Y tiene algo de periodismo carroñero (y con perdón) –no se me negará- ese furor canónico que lleva a algunos guardianes del dogma y de la moral y de la obediencia debida a la autoridad (eclesiástica) a husmear en permanencia el menos síntoma o atisbo de sanciones –dentro de la iglesia de dios- y a festejarlas -por el realce y la resonancia e importancia que contribuyen fatalmente a darlas- y a regodearse en ellas. De La Cigoña no lo dice ahora pero yo lo diré aquí por él, que el nuevo obispo ordenado por Richard Wlliamson, Jean Michel Faure, es un viejo conocido suyo, al que si mi memoria no me falla creo que conoció a través mío, y al que me consta que tenía (entonces) por un santo varón.

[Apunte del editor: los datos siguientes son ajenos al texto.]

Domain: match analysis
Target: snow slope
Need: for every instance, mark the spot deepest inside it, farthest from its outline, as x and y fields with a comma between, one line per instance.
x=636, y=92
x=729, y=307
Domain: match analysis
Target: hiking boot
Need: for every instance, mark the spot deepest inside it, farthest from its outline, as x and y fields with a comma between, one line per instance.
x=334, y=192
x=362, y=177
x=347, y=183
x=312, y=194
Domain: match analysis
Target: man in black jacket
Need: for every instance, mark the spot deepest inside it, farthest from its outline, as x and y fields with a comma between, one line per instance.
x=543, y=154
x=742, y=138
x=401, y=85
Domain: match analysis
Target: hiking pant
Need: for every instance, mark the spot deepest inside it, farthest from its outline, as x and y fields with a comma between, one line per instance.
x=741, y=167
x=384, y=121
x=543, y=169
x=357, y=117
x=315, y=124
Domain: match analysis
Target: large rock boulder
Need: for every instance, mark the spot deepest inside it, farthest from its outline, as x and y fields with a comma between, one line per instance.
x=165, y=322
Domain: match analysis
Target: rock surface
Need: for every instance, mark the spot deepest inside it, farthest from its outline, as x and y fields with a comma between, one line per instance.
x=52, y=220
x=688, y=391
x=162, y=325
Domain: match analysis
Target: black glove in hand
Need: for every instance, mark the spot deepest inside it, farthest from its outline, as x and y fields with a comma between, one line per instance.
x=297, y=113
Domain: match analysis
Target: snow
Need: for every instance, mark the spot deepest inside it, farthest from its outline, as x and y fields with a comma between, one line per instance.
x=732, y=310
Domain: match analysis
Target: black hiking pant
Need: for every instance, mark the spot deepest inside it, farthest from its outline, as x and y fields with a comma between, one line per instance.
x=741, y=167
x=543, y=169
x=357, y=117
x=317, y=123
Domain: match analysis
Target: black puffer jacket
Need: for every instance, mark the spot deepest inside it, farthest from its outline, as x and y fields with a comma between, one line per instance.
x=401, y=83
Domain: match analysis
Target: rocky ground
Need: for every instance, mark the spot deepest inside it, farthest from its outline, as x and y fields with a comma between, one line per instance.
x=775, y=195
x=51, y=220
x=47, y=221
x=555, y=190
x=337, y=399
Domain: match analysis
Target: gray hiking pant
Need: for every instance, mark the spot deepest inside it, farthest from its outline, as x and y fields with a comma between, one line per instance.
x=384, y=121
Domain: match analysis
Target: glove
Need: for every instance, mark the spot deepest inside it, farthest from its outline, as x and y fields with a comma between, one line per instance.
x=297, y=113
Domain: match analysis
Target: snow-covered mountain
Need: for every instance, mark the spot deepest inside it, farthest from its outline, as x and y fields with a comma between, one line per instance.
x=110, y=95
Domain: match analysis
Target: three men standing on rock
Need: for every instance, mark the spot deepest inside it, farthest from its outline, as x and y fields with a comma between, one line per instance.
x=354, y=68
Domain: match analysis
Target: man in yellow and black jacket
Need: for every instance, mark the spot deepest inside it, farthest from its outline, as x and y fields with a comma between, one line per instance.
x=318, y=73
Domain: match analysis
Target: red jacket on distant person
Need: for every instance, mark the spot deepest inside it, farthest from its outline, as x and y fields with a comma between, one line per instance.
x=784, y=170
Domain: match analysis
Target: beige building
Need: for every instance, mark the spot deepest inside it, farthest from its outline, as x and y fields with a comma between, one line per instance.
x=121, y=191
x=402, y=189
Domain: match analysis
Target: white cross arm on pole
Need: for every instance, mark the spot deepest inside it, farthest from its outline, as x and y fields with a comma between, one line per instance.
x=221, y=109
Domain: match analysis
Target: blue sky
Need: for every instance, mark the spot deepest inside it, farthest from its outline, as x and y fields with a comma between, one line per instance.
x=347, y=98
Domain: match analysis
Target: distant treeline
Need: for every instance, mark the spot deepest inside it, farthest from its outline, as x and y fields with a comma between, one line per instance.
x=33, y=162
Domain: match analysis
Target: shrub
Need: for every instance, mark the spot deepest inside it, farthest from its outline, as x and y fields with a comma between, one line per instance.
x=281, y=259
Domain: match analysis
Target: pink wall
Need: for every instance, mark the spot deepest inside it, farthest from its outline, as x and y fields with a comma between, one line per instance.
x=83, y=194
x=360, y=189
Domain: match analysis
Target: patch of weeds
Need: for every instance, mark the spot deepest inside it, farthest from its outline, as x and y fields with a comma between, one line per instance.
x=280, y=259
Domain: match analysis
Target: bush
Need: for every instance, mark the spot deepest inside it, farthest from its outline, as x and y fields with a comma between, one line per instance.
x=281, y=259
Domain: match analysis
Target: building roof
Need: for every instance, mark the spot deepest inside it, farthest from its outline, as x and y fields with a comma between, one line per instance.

Jean Michel Faure con otros dos seminaristas de Ecône me acompañaron en un viaje estival a España estando yo en el seminario aquel suizo, a Madrid precisamente, patria chica del que esto escribe, donde intentamos dar una conferencia de prensa en el clima de expectación que la tensión in crescendo entre el arzobispo francés y el Vaticano tenia creada, en la opinión pública francesa mayormente, porque que en lo que a España se refiere el interés se veía reducido a sectores muy minoritarias, y ya entonces -en plena transición- puestos a la defensiva como quien dice.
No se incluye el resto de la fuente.